We promote freedom of speech and expression precisely so that we can openly disagree about what our culture should be and should value. We vote by admitting certain works to our memory and insisting that our friends also read, listen to, or look at it. Works that are beloved by many have a proportionate effect on the culture; works that are loved by fewer, but with greater intensity, may have an equal or greater effect. It is impossible to measure.
A work may indeed be dangerous, but the counter is not often to censor it, it is to offer an alternative. Yet puritans of one stripe or another invariably insist on censorship. Just as the Puritans of Political Correctness ban any speech by their opponents on most American university campuses merely because they do not agree with them, so also the Puritans of anti-violence would ban videogames merely because they do not enjoy them.
In fact we have actual data about the effects of videogames; even the most harmful are relatively harmless, in terms of any direct cause and effect on real-world violence. Pornography, on the other hand, has been proven to be a rehearsal for real-world acting-out of the scripts thus depicted. Yet the very people who would ban videogames are often the ones most insistent on protecting the freedom of pornographers.
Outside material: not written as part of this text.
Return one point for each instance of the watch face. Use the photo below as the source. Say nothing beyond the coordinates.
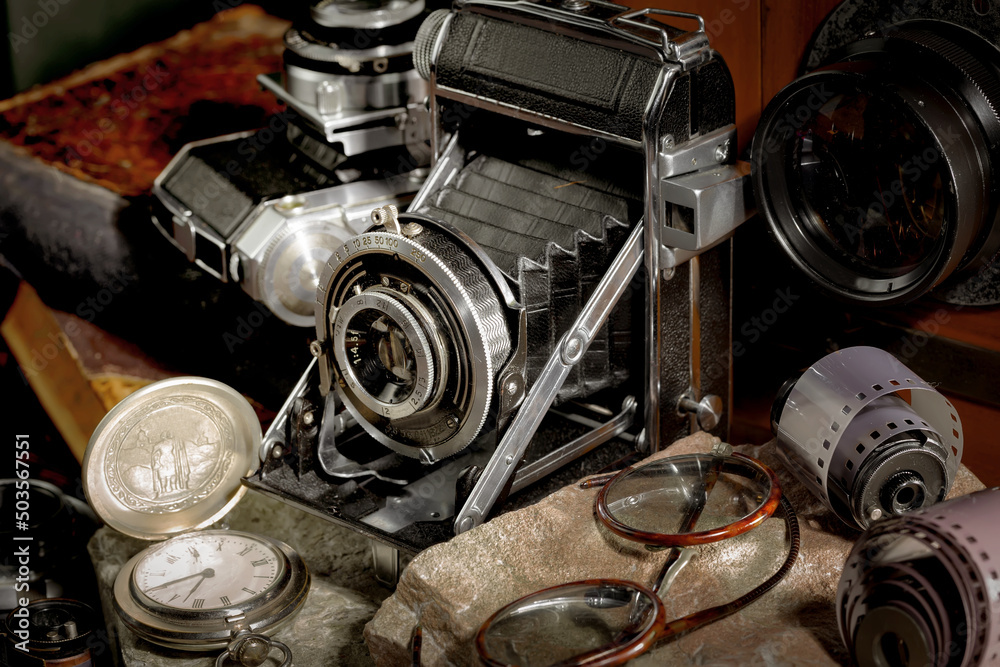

Research makes no difference to them; actual facts rarely influence people’s visceral decisions.
My problem is that I understand the arguments for and against censorship. There are things that I believe damage society — pornography among them — but I’m not absolutely sure that I’m right, or that a ban, if once instituted, would be limited to what I would call “pornography.” Once we admit censorship, the definition of the thing censored will always be expanded to include unintended objects.